En ocasión del estreno, terminado el lapso de los cuatro minutos y fracción, el presunto pianista cerró la tapa del teclado, se enfrentó al público, hizo una reverencia y luego se retiró, ante el estupor general. Si lo que Cage quería era escándalo, realmente lo logró. La gente lo sintió como una burla. Hubo gritos e indignación. Después, cuando las pasiones amainaron, el autor pudo exponer sus convicciones: una de ellas es que la obra musical no tiene que provenir sólo del escenario, sino también del público: toses, el siseo de algún abanico, el silbido de los oídos, el sonido de nuestro torrente sanguíneo. Argumentos de Cage, no míos. Tampoco en este caso nos enfrentamos a un aventurero sin antecedentes ni escrúpulos. Cage no parece ser tal: es autor de más de 250 obras musicales pertenecientes a numerosos géneros, y se lo estima como un talento poco común.

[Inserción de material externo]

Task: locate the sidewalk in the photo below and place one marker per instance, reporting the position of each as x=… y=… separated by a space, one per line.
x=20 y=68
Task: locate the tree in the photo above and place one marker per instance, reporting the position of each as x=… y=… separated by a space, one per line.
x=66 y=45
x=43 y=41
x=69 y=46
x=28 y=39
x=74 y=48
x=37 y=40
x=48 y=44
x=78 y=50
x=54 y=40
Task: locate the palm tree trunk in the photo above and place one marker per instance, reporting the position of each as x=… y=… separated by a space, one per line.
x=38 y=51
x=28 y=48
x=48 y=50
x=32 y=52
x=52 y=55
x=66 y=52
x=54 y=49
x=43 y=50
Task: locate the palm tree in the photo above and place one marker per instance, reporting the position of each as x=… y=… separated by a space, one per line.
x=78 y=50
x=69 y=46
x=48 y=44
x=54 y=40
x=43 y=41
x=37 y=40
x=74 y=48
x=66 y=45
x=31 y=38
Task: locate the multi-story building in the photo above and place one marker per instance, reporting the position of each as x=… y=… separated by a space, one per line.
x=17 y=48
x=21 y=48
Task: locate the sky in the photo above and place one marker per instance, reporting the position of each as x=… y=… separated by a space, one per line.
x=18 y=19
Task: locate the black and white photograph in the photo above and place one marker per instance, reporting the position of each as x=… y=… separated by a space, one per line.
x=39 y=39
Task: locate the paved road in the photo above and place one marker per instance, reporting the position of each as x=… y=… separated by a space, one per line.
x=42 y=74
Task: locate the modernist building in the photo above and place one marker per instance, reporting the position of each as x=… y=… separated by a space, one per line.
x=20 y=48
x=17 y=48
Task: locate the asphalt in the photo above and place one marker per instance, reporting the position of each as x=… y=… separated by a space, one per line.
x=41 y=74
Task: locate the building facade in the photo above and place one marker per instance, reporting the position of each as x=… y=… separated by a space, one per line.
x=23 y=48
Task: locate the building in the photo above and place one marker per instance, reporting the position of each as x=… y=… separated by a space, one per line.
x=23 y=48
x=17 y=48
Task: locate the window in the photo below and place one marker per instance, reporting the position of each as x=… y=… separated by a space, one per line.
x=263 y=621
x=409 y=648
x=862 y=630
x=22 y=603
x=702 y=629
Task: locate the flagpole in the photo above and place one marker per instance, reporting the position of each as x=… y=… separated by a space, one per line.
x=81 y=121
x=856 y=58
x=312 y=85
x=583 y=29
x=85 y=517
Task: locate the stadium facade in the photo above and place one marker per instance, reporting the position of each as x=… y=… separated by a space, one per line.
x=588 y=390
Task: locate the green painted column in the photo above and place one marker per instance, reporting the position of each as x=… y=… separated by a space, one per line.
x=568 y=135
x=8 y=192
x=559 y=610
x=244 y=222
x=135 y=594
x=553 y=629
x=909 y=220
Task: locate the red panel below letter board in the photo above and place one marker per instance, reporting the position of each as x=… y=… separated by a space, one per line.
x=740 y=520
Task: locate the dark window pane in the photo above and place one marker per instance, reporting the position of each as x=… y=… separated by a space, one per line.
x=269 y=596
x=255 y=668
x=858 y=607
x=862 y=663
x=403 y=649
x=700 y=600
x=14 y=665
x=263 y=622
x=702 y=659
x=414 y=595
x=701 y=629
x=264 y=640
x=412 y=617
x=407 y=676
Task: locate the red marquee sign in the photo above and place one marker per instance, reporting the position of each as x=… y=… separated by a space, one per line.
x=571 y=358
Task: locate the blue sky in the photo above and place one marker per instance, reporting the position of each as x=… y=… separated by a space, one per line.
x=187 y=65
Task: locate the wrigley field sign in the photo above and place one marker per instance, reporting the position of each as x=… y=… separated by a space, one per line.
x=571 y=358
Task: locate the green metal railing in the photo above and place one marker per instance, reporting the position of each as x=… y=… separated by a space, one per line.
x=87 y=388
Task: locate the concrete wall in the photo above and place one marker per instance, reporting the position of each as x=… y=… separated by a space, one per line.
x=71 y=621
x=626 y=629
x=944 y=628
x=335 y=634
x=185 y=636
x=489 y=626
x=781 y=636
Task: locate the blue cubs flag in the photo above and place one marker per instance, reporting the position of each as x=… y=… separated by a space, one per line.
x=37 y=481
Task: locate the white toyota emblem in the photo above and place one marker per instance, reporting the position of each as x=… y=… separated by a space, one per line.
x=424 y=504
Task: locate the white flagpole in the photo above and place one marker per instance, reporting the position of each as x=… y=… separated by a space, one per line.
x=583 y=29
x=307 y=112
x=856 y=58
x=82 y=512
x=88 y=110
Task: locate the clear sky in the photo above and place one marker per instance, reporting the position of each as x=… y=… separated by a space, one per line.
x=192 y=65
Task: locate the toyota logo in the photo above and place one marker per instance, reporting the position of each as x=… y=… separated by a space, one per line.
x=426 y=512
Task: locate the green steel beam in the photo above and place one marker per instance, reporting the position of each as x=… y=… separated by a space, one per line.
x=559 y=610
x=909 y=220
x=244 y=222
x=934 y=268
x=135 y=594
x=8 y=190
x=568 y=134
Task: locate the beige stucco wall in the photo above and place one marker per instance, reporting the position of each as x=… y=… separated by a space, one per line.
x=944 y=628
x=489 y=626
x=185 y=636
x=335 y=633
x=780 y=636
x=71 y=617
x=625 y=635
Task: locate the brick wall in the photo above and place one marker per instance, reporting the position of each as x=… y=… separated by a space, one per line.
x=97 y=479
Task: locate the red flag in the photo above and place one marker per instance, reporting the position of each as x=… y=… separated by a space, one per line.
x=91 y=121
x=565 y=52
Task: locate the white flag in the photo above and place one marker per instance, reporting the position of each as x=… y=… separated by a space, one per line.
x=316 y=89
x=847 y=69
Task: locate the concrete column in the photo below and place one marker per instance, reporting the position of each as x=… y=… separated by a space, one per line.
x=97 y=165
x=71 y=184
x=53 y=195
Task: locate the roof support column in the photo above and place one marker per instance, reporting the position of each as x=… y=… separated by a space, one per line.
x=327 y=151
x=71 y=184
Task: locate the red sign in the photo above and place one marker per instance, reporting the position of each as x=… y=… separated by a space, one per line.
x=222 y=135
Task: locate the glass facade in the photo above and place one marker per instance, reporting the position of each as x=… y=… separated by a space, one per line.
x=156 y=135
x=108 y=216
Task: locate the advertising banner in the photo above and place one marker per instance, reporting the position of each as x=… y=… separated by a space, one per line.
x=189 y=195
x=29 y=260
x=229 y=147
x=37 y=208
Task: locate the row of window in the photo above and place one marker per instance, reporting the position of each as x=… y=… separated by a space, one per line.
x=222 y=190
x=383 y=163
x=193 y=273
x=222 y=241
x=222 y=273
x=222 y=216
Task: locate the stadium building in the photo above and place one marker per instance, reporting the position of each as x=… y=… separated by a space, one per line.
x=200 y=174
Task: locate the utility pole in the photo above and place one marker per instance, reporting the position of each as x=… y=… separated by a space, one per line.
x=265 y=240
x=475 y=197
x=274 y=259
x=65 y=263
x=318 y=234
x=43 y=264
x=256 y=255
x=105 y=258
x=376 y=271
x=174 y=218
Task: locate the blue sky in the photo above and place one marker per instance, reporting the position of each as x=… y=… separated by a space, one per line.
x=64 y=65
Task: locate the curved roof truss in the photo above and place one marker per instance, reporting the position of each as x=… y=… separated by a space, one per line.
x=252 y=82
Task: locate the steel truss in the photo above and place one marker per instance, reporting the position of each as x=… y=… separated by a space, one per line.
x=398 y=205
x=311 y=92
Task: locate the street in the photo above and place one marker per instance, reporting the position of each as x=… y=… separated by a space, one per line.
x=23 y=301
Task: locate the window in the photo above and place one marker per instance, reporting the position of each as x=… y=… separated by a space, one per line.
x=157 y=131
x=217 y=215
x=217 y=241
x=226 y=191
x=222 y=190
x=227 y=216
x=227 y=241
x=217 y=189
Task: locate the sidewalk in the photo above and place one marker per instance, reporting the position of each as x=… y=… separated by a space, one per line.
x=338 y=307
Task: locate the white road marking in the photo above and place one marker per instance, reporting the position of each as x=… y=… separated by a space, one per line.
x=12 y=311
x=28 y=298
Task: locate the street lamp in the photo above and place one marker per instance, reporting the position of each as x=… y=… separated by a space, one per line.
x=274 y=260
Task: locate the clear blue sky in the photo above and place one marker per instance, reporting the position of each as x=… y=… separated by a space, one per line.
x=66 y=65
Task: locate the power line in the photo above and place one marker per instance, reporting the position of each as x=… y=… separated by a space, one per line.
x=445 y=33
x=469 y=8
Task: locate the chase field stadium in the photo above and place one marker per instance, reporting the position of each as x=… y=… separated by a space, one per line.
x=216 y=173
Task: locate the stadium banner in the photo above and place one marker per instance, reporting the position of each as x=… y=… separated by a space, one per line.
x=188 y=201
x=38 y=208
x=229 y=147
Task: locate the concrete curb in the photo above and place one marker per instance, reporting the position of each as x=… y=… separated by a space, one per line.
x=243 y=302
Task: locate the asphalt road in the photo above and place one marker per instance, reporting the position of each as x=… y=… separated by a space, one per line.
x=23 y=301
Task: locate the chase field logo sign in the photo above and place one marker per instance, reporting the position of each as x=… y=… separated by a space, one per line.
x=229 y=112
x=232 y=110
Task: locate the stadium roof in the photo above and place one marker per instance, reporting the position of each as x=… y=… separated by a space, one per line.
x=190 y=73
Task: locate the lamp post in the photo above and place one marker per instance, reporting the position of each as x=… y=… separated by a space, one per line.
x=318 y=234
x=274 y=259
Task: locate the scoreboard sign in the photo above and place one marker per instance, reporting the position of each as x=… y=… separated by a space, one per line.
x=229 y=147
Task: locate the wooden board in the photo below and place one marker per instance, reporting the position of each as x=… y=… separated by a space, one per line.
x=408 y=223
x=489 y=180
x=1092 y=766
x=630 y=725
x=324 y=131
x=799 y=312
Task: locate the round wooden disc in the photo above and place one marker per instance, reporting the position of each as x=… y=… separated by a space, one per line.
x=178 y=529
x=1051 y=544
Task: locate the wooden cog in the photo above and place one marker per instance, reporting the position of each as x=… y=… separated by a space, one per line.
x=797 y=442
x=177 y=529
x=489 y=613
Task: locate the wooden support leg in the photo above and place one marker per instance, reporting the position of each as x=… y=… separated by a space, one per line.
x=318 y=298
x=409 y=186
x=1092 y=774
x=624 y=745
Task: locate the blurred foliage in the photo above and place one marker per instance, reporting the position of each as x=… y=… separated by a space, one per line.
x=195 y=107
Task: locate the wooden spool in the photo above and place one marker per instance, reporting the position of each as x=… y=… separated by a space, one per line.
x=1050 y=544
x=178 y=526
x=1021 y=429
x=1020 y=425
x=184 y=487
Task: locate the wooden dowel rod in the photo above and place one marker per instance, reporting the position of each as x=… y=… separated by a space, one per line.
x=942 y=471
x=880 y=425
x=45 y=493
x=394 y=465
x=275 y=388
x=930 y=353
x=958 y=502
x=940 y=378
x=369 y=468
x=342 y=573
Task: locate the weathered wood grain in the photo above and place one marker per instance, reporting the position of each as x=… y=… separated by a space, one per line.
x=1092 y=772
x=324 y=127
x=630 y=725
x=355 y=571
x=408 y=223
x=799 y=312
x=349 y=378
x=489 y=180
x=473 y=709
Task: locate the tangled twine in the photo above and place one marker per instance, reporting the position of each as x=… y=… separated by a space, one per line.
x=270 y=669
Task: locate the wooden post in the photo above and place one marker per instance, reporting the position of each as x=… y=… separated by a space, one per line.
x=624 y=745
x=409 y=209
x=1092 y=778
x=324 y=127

Algo más de una década después, surgió Andy Warhol, quien utilizó chisporroteantes medios para obtener obras que provocaron revuelo y gran cantidad de dólares. Warhol pintó cuadros de las sopas Campbell, sobre fotografías de Marilyn Monroe y Elizabeth Taylor, filmó películas de ocho o nueve horas de duración en las que una cámara que parece clavada en el piso muestra, sin que nada modifique la imagen, a un hombre durmiendo, una canilla que gotea o la bella y estática cúpula del Empire State Building de Nueva York. Con estos elementos, y algunos otros, Warhol, a quien se atribuye la famosa frase acerca de los “quince minutos de fama”, logró celebridad medida en décadas y en riqueza personal.
Podemos mencionar una película que muestra durante ocho horas la pantalla completamente blanca. ¿Divertido, no? Hay más ejemplos, pero entendemos que es suficiente.
Si un día de éstos ven una columna totalmente en blanco y firmada por mí, es señal de que convencí al jefe de esta sección.